Susan Cole, the lead author of two influential books on helping traumatized children learn and the director of the Trauma and Learning Policy Initiative (TLPI), a joint program of Harvard Law School and the nonprofit children’s rights organization Mass Advocates for Children, remembers wondering about certain children when she worked as a special education teacher in the 1970s. “There were a few children who, when you calmed them down, could read quite well,” Cole says. “Some days they could read and then they couldn’t read. There was something missing that I could just feel but I couldn’t understand.”
Cole left teaching to become an attorney with the goal of improving education rights for children who felt marginalized at school, and in the late 1980s she started working at Mass Advocates as a staff attorney. When stringent state school expulsion laws were passed in the early 1990s, she began representing affected children and families.

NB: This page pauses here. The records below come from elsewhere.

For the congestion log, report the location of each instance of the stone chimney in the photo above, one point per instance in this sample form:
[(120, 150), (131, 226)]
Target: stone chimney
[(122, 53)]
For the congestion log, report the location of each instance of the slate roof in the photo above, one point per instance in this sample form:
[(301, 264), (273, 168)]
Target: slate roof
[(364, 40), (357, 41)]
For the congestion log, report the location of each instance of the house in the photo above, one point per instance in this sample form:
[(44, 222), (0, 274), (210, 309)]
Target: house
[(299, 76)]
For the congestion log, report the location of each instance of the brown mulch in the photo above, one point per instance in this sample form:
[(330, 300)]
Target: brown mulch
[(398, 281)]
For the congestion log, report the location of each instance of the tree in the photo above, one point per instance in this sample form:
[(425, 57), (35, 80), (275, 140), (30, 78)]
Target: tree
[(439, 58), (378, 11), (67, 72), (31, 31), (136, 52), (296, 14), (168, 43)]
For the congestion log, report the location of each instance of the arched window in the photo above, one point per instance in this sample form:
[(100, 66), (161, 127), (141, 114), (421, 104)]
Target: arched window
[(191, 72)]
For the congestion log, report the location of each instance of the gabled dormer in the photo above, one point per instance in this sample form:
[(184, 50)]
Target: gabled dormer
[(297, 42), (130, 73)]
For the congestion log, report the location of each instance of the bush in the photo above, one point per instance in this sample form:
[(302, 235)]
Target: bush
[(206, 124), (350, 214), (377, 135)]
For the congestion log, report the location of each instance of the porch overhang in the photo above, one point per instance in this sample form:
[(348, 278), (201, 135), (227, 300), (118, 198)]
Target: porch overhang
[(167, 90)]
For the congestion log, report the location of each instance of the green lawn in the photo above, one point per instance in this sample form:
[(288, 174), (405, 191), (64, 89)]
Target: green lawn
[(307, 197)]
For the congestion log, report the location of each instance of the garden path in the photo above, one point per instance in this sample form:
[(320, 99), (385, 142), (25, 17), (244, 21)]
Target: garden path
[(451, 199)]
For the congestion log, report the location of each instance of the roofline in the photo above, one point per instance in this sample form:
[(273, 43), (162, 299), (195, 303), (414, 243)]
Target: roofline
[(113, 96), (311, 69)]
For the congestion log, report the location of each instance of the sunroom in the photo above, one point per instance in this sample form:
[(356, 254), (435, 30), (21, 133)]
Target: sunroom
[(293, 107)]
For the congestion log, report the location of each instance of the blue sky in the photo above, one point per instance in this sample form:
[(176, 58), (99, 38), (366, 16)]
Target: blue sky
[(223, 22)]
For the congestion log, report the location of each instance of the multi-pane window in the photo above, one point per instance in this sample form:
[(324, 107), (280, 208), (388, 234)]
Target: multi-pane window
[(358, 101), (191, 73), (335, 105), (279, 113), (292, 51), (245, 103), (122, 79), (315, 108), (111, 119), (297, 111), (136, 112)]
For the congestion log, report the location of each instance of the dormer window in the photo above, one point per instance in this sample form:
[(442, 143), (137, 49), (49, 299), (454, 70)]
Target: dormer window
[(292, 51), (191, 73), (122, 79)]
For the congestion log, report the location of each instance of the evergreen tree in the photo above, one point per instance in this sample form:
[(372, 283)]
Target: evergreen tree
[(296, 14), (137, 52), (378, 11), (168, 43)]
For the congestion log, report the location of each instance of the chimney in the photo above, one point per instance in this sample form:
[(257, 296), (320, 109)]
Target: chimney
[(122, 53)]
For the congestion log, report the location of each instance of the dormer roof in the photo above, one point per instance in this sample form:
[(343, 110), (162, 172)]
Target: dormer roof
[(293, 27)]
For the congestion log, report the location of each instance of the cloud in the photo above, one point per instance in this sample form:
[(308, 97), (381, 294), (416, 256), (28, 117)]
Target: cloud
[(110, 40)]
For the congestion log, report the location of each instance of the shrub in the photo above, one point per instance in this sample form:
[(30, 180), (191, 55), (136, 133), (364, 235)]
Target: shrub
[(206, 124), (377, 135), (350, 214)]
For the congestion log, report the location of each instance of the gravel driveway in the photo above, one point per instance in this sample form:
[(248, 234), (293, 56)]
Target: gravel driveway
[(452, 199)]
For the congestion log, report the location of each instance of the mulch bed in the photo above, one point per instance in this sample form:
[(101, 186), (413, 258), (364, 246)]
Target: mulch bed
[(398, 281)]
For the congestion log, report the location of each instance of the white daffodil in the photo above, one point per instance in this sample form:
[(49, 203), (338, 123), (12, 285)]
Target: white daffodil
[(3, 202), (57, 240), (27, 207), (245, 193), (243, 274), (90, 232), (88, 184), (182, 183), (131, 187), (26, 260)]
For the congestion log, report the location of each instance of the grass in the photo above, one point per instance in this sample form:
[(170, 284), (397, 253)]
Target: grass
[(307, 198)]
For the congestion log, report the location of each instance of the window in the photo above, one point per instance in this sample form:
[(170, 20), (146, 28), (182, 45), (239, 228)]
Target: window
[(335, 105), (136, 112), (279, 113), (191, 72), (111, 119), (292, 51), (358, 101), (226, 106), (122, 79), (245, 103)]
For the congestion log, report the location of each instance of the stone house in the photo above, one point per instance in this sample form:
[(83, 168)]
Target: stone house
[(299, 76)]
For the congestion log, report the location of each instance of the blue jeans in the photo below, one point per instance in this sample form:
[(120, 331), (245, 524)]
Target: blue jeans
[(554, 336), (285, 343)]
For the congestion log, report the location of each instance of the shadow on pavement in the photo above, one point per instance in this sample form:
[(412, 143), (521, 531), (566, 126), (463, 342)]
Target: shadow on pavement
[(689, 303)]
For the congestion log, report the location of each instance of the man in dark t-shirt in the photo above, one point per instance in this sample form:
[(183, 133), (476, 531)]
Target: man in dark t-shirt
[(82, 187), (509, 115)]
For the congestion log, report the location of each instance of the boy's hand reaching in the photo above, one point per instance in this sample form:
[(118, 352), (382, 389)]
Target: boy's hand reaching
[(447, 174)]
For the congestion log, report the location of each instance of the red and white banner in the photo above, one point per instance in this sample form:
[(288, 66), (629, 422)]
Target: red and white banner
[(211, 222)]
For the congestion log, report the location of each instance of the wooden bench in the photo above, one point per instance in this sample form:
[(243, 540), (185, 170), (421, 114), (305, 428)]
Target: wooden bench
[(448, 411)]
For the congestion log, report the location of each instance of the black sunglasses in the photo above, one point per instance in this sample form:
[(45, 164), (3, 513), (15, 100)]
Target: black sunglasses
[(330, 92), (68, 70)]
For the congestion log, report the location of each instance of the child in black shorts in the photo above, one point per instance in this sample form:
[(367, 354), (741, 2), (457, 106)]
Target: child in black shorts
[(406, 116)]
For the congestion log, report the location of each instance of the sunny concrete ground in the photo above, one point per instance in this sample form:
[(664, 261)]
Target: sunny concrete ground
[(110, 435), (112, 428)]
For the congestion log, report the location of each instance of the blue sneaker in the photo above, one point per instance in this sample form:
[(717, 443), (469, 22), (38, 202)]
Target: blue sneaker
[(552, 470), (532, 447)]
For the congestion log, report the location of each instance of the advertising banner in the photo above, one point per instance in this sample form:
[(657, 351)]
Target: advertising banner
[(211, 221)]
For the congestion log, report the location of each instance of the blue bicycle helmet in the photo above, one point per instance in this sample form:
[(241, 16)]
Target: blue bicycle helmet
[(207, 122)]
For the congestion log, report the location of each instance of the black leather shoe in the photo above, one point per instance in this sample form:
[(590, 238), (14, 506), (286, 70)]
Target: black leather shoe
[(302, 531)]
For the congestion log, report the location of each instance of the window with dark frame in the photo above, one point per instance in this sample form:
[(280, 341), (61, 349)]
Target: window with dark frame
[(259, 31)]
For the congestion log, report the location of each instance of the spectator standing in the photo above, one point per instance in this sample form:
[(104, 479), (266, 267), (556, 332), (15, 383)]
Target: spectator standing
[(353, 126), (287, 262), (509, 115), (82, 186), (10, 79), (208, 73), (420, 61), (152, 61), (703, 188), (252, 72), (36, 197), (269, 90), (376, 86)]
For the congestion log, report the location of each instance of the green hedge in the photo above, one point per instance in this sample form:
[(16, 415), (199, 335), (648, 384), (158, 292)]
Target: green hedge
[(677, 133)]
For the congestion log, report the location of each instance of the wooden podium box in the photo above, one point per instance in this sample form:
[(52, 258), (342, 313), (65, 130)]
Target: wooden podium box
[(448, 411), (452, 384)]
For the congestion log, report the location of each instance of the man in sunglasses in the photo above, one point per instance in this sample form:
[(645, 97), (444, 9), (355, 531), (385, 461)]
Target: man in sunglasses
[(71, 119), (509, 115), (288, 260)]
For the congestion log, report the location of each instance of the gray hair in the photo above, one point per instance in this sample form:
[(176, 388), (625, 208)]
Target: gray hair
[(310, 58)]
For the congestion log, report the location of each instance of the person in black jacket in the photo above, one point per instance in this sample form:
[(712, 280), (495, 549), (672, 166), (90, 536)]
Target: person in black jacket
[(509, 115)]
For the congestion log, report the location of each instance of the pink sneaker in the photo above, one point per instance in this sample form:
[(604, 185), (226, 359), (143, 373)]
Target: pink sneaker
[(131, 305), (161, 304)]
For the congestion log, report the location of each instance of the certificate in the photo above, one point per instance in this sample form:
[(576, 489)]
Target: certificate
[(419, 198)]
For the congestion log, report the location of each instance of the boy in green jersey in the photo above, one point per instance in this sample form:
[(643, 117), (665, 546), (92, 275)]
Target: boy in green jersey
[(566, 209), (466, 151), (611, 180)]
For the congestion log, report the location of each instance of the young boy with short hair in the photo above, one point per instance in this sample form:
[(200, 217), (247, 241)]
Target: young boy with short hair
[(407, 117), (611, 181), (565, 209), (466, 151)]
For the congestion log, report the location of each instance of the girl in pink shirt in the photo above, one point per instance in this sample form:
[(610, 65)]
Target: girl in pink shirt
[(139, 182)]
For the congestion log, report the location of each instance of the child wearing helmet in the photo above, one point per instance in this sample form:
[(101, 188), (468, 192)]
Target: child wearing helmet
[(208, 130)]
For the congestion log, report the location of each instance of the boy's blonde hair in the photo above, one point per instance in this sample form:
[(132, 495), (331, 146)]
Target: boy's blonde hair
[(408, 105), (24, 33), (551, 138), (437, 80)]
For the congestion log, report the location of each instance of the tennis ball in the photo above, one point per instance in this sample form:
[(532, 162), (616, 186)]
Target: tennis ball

Facing a newly unsympathetic system, Cole became interested in the behaviors that were prompting the expulsions. They all had a common theme, she says: “Most of those kids had experienced tremendous traumatic events.” So Cole began collaborating with trauma experts and other attorneys; one result was the book Helping Traumatized Children Learn: A Report and Policy Agenda. Its follow-up, Creating and Advocating for Trauma-Sensitive Schools, was based on the work of TLPI. It describes a process for creating a trauma sensitive school. (Recent studies connect the trauma response to lower grades, grade retention, and a greater likelihood of special education placement.)